Determining Unicode encoding.
"Martin v. Löwis"
martin at v.loewis.de
Tue Apr 29 17:02:13 EDT 2003
Sean wrote:
> The problem is that I don't know how to determine what
> the *right* encoding to use on a particular string is.
Do you have this problem when reading a byte string, or when
writing it?
If you are given a byte string, and you are supposed to interpret
the bytes as characters, there is, in general, no good way to do
so - that's why people came up with the idea of a universal character
set in the first place, to overcome the problems with multiple
character sets.
That said, you can make educated guesses on the data you read.
1. Perhaps the data you read has some file format which specifies
the encoding, or allows parametrization, such as XML or HTML.
You will need to look *into* the file to find out what its
encoding is.
2. Perhaps the data has some fixed encoding, as part of the file
format specification. For many files, this is US-ASCII.

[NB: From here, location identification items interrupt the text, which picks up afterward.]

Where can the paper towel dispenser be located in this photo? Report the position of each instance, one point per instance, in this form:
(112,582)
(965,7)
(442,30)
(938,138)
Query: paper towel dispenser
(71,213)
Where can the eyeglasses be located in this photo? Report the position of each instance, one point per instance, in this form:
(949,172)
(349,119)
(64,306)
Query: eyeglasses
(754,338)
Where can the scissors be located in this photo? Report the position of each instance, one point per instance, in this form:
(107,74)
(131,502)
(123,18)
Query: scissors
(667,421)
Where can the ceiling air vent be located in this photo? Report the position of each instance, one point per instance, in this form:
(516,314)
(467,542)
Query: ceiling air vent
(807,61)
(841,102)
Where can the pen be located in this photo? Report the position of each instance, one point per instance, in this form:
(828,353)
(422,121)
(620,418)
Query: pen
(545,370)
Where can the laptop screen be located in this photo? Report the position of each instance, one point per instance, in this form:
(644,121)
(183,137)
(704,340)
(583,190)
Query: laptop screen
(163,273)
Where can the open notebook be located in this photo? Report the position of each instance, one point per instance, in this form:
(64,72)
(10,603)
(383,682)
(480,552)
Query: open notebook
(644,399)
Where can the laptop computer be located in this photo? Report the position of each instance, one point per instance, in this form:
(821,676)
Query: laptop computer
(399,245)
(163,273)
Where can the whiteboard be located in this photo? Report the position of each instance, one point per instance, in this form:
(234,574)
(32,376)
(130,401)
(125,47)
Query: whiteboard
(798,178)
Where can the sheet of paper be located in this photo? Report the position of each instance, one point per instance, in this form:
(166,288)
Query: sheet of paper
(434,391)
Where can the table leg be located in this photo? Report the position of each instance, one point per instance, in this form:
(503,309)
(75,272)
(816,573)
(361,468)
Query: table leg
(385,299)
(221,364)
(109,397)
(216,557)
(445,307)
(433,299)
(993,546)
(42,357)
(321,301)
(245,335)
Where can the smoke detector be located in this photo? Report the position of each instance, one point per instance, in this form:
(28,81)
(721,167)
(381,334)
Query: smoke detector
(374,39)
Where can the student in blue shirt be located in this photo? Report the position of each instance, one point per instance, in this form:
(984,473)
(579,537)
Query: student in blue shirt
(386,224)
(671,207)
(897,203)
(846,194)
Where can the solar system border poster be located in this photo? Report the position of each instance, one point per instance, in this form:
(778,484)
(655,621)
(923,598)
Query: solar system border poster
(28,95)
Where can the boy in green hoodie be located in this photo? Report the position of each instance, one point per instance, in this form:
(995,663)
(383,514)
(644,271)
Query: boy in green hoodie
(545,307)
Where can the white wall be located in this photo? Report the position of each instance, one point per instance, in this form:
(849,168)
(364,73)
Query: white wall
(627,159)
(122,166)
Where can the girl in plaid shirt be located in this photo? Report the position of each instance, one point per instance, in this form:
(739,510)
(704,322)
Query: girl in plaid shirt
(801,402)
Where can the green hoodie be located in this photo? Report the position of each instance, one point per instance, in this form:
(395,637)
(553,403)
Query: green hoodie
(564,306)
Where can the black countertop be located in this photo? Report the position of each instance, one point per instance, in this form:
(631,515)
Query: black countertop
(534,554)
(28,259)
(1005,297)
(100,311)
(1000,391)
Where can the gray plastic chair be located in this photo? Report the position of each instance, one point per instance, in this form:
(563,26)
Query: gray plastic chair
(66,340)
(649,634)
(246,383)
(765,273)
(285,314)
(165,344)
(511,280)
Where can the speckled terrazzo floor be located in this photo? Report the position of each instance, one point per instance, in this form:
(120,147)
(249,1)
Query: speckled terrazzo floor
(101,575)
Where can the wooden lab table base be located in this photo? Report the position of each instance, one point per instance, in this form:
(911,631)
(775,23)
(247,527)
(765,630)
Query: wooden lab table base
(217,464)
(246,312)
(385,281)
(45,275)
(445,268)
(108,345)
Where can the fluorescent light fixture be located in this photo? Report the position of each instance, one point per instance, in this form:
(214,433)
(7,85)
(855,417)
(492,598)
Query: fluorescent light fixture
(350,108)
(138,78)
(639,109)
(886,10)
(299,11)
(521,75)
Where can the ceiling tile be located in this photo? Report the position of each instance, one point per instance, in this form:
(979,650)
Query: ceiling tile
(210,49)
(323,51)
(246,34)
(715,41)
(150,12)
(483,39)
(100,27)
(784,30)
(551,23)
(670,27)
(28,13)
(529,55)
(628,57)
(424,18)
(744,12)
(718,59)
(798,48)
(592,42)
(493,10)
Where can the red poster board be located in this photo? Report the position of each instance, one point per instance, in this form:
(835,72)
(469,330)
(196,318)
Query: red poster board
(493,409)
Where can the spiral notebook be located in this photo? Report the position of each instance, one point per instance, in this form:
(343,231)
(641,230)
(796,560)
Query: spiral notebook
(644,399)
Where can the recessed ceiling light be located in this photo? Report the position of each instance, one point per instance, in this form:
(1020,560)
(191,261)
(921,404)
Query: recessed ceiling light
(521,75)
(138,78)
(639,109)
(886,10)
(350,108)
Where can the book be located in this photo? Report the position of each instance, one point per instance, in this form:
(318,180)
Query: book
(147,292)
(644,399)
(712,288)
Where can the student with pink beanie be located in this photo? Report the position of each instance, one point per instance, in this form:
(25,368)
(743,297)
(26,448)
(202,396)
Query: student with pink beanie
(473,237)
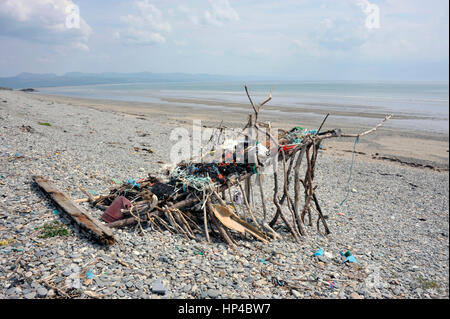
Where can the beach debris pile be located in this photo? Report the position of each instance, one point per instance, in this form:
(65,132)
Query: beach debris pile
(214,198)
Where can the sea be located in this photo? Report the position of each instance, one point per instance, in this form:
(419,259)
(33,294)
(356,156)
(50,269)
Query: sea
(423,106)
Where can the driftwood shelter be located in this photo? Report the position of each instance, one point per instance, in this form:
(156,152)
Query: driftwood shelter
(201,196)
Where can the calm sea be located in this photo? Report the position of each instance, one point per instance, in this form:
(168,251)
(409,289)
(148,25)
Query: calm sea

3. Perhaps this is a plain text file, and you should use the encoding
that the user's text editor is most likely to use (of course, you
don't know what text editor the user uses, nor what encoding that
editor uses). locale.getdefaultlocale()[1] offers you some guess;
python 2.3's locale.getpreferredencoding() gives a better guess.
> Is there any way to
> determine, from the unicode string itself, what encoding I need to use
> to prevent data loss?
That sounds you have the problem when *writing* Unicode strings.
In that case, you can invoke .encode: it will give a UnicodeError if
the encoding is not supported. At some point, you need to make up your
mind what encoding to use for a certain file - if you then get an error,
all you can do is to inform the user, and
a) perhaps ignore the bad characters, replacing them with appropriate
replacement characters (usually '?'), or
b) go back and recode the output so far in a different encoding.
> Am I even asking the right questions? I'm really pretty lost and my
> O'Reilly books arn't helping very much.
Don't worry. These things are inherently difficult. Organizations like
W3C have essentially given up, and say that XML is UTF-8 by default
(knowing that this will support arbitrary characters). If people
absolutely want XML in different encodings, they can do that, but they
are left alone with the issue of encoding unsupported characters
(for XML, they can actually use character references).
You will have to make explicit choices: either support only UTF-8
(and accept that it will be tedious for some users to produce the proper
files), or support arbitrary encodings (and accept that some encodings
cannot represent all characters, and that you may not have the codecs
available to read the data, and that a mechanism must be provided to
determine the encooding), or support only a few non-UTF-8 encodings
(restricting the data format to a subset of all living languages).